POV-Ray: Newsgroups: povray.beta-test: v3.8+ crackle instability (facets?) with >1 uses per thread.

POV-Ray : Newsgroups : povray.beta-test : v3.8+ crackle instability (facets?) with >1 uses per thread.		Server Time 12 Jul 2025 11:48:58 EDT (-0400)

<<< Previous 3 Messages

Goto Latest 10 Messages

Next 10 Messages >>>

From: Thorsten
Subject: Re: v3.8+ crackle instability (facets?) with >1 uses per thread.
Date: 11 Jun 2024 03:43:56
Message: <6668003c$1@news.povray.org>

On 10.06.2024 13:51, William F Pokorny wrote:
> On 6/9/24 00:21, William F Pokorny wrote:
>> Ah, and what about facets.
> 
> FWIW. The caching mechanism is simpler (older) for facets. As with 
> crackle I experimented some with forcing 100% misses. The slow down in 
> the heavy AA case is +195% as opposed to the +335% seen with crackle. 
> The difference likely comes down to the overhead for the simpler facets 
> cache being smaller. The facets cache comes close to what I wanted to 
> try with the crackle cache.
> 
> Going to let ideas to rattle around in my head for a while as to what to 
> do. ( 1. Limit use to one crackle and one facets use in any given scene. 
> 2. A cache per crackle/facets use / per thread. 3. ...)

Hi Bill,

the other issue to consider is that while there is no user interface for 
it, in theory multiple renders of the same scene can run in parallel. 
The actual solution to the whole problem is to keep the data needed not 
only thread-local but look carefully at what is actually cached and then 
ideally have it block local (also meaning, as with thread-local storage, 
that the pattern changes with render block size) or even better pixel 
local (no change with block size). To avoid the access to thread-local 
storage, the whole rendering actually could be overhauled (which would 
be good anyway) to move from a recursive to a stack based approach. That 
way the needed local data could be (more easily) passed as argument down 
to patterns ... but expect half a year full time to implement something 
like this.

Thorsten

Post a reply to this message

From: William F Pokorny
Subject: Re: v3.8+ crackle instability (facets?) with >1 uses per thread.
Date: 11 Jun 2024 11:39:12
Message: <66686fa0$1@news.povray.org>

On 6/11/24 03:43, Thorsten wrote:
> Hi Bill,
> 
> the other issue to consider is that while there is no user interface for 
> it, in theory multiple renders of the same scene can run in parallel. 
> The actual solution to the whole problem is to keep the data needed not 
> only thread-local but look carefully at what is actually cached and then 
> ideally have it block local (also meaning, as with thread-local storage, 
> that the pattern changes with render block size) or even better pixel 
> local (no change with block size). To avoid the access to thread-local 
> storage, the whole rendering actually could be overhauled (which would 
> be good anyway) to move from a recursive to a stack based approach. That 
> way the needed local data could be (more easily) passed as argument down 
> to patterns ... but expect half a year full time to implement something 
> like this.
> 
> Thorsten

Hi Thorsten,

Thank you for your thoughts about the situation.
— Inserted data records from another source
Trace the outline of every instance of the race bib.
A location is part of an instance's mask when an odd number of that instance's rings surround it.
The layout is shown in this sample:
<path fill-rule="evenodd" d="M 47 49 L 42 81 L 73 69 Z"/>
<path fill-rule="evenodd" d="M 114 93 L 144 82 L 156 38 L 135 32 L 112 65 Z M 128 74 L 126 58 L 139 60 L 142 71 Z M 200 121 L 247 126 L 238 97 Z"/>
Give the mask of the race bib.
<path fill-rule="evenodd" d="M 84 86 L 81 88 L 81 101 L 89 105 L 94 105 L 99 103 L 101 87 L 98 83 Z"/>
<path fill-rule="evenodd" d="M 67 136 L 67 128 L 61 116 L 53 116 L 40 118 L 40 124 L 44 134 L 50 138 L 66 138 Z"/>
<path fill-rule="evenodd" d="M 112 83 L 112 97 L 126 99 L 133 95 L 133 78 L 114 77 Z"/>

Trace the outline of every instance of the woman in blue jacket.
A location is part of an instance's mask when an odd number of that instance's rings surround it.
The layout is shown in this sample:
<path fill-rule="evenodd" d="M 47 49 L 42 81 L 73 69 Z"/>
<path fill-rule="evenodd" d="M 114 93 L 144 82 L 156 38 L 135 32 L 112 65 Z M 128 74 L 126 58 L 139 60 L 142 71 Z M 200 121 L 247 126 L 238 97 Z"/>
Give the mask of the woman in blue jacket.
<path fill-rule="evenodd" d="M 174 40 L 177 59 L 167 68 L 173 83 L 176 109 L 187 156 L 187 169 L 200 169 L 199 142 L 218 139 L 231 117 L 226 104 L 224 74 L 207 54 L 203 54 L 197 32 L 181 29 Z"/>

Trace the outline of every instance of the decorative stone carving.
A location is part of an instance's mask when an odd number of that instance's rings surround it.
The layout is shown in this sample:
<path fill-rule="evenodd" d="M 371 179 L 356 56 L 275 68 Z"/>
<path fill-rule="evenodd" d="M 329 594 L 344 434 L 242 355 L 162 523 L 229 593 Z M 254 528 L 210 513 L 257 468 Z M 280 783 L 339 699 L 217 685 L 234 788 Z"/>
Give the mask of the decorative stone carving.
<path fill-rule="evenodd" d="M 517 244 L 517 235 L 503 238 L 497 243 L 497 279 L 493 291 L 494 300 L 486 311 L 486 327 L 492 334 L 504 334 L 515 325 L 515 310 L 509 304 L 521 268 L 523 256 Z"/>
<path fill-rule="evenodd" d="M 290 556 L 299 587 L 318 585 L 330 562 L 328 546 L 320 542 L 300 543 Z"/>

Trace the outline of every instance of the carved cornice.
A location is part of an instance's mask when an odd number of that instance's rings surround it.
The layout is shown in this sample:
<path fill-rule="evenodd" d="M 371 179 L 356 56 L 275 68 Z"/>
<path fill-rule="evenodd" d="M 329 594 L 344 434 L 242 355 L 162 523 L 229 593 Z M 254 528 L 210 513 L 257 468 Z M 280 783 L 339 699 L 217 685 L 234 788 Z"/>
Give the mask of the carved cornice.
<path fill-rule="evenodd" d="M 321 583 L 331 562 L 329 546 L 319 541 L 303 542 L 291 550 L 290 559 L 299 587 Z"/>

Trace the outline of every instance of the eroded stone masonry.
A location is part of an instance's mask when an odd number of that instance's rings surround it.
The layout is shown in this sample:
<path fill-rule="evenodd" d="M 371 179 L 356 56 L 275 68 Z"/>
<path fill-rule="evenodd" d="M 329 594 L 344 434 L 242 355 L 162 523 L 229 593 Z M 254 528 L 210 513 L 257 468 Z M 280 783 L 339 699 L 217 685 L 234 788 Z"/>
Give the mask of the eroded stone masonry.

One thing I've not done is think about all patterns / perturbations / 
shape, thread caching with respect to overlapping in-thread storage use. 
In other words, what other problems like this might be sitting in the 
code today...

On the blocking, you got me thinking one nearer term option with crackle 
and facets might be to track the pattern / perturbation pointers 
themselves alongside the usual cube centers. In cases where we get a 
hit, but the pointers themselves don't match, we'd act like we missed 
and create a new cache entry. Rather than stick that 'overlapping hit' 
entry in the cache, we'd do the distance measures locally and discard 
the entry. Not optimal, more storage for the cache, but it would be 
better than just turning the cache off.

On storage block or pixel local/thread storage. Better I'd say, but so 
long as the patterns might share the storage, I think it still leaves us 
exposed given how the crackle / facets patterns work today.

Overhauling the rendering approach. Yeah, likely due and good, but not 
at all trivial as you say. I'm not myself sure how such a restructuring 
should look in total.

With the solver work I did now 5-6 years ago, I came to the conclusion a 
fused shape/solver approach would be far better given we are 
ray-tracing. See:

https://news.povray.org/povray.programming/thread/%3C5d0f64ff%241%40news.povray.org%3E/

When I think about really implementing that approach, I also start to 
think about how a different approach to parallelism than our block based 
approach could be good. One where we spin up the combined 
shape/solver(s) as processes to which we'd send batches of rays at a 
time and get back batches of intersections... Yeah, I'm practically 
dreaming, but pretty sure that sort of set up would be best for the 
merged uni-variate, polynomial solver/shape approach. How it well that 
structure would work overall - I'm not at all sure. :-)

As a practical near term solution, one thing I want to try is similar to 
what I did with the four ripple/wave value-pattern/normal-perturbation 
re-writes. I dumped already calculated locations for ones always 
calculated on the fly. At the default source location count of 10, the 
hit for not storing the locations was 20% give or take - IIRC.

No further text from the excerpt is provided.